5. “Be always sincere” – I suppose that this line follows from the previous one, as though it says in prose, “We will praise thee, and [we will] always be sincere.” But it sounds like an exhortation to Reinhardt to be sincere. I think this line could be better written.
6. “Purpose high” – more inversion, and while one can certainly have a high purpose, scansion is a problem here: you have to sing “hi-igh” to have the word match the tune.
7. In the second stanza, there is a reference to a “helping hand” (“ha-and”) followed by one to a “guiding star.” These images do not clash but they probably comprise a mixed metaphor (and are somewhat clichéd anyway). Why not pick one image and sustain it for two lines?
8. There is nothing necessarily wrong with the third stanza but the first line does form a dangling modifier. With it we ostensibly tell Reinhardt that it will be cherished in our memory, and that we will be loyal, but grammatically it says that we will be loyal in our memory, i.e. we will remember being loyal, although we may no longer be loyal.
Finally, and in addition to everything else, the whole thing is rather tepid. Apart from the metaphoric “hand” and “star” in the second stanza, the only concrete image in the whole composition is “mountains” in the first line, and as noted above it is inapt. Otherwise the song is entirely abstract. Compare it with the first stanza of another college’s alma mater that I happen to know:
Dear Old Dartmouth give a rouse
For the College on the hill
For the lone pine above her
And the loyal ones who love her
Give a rouse, give a rouse, with a will!
For the sons of old Dartmouth,
And the daughters of Dartmouth
Though ’round the girdled earth they roam
Her spell on them remains
They have the still north in their hearts
The hill winds in their veins
And the granite of New Hampshire
In their muscles and their brains.
Everyone always chuckled the first time they heard that Dartmothians have granite in their brains, but apart from that image this song works in a way that Reinhardt’s simply does not. For one, the tune is unique (and sounds pretty good, too), and fits the lyrics. For two, the images are appropriate: Dartmouth really is on a hill, really is in New Hampshire, and really did have a lone pine above her. The “still north” and the “hill winds” are also appropriate. “Girdled earth” might be an archaism, or at least eccentric, but I say it works here.

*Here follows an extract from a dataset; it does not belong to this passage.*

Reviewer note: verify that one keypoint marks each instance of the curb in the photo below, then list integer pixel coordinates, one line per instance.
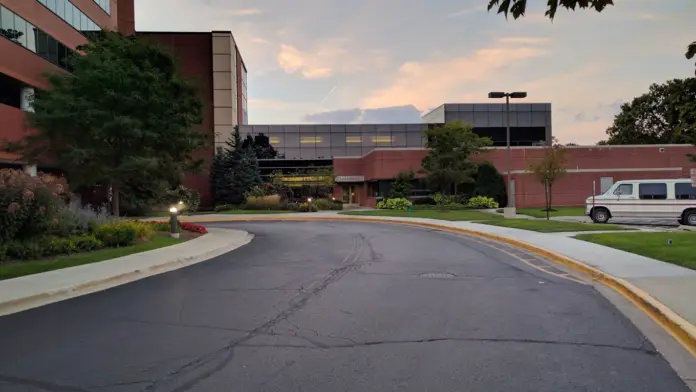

If Reinhardt can change from being an academy to a college to a university, or change its marketing slogan every three years or so (Challenge and Care > The Way College Should Be > Building Lives, Shaping Futures), then why can’t we unveil a new alma mater for next year’s graduation? Of course I don’t know anything about lyrical or musical composition, but I should think that someone around here does. Leap to it, new creative writing program and award-winning music program! Let’s see what you’ve got in your brains.